Rethinking Mutual Information for Language Conditioned Skill Discovery on Imitation Learning
Zhaoxun Ju, Chao Yang, Hongbo Wang, Yu Qiao, Fuchun Sun
TL;DR
This work tackles learning language-conditioned robotics in multi-task, long-horizon settings without external rewards. It proposes LCSD, a two-stage framework that jointly learns discrete latent skills via a VQ-VAE and a diffusion-based policy, with mutual-information objectives linking $z$, $l$, and the state $s$. By introducing language reconstruction in the skill decoder and a codebook reinitialization mechanism, LCSD achieves interpretable, diverse skills and improved generalization on BabyAI, LORel, and CALVIN, outperforming prior language-conditioned and skill-based IL methods.

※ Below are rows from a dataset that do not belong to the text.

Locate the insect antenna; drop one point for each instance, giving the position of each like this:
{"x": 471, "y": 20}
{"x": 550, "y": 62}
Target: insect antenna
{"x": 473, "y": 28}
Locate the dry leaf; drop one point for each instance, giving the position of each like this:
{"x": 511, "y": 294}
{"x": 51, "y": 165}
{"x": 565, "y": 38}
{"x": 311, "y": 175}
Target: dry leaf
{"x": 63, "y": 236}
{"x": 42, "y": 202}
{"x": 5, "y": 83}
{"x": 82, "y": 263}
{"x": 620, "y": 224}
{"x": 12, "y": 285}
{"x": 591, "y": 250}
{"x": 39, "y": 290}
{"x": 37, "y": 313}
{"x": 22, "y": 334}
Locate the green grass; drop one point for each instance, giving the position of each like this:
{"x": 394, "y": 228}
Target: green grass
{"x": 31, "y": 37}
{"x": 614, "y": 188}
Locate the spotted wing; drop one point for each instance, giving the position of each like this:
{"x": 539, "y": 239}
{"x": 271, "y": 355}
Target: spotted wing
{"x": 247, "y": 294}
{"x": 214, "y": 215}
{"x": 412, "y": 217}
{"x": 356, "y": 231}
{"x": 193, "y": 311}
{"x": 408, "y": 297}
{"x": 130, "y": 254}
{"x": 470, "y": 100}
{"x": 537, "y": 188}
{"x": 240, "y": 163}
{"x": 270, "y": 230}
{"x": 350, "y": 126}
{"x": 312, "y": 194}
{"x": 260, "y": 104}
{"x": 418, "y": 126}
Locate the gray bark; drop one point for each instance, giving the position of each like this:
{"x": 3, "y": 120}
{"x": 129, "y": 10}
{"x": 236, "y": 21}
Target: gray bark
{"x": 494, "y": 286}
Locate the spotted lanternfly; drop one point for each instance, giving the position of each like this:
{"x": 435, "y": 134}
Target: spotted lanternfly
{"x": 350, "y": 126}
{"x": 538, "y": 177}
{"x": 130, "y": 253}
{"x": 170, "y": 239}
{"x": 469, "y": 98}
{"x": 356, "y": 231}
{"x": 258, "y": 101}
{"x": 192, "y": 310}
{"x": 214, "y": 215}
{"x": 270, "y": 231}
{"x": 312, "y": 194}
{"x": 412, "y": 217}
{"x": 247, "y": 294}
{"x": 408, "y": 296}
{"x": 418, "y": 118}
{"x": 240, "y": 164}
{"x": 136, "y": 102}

The approach advances practical deployment of language-guided imitation by combining principled MI objectives, discrete skill representations, and flexible diffusion policies, while providing extensive ablations and analysis of robustness and interpretability.
Abstract
Language-conditioned robot behavior plays a vital role in executing complex tasks by associating human commands or instructions with perception and actions. The ability to compose long-horizon tasks based on unconstrained language instructions necessitates the acquisition of a diverse set of general-purpose skills. However, acquiring inherent primitive skills in a coupled and long-horizon environment without external rewards or human supervision presents significant challenges. In this paper, we evaluate the relationship between skills and language instructions from a mathematical perspective, employing two forms of mutual information within the framework of language-conditioned policy learning. To maximize the mutual information between language and skills in an unsupervised manner, we propose an end-to-end imitation learning approach known as Language Conditioned Skill Discovery (LCSD). Specifically, we utilize vector quantization to learn discrete latent skills and leverage skill sequences of trajectories to reconstruct high-level semantic instructions. Through extensive experiments on language-conditioned robotic navigation and manipulation tasks, encompassing BabyAI, LORel, and CALVIN, we demonstrate the superiority of our method over prior works. Our approach exhibits enhanced generalization capabilities towards unseen tasks, improved skill interpretability, and notably higher rates of task completion success.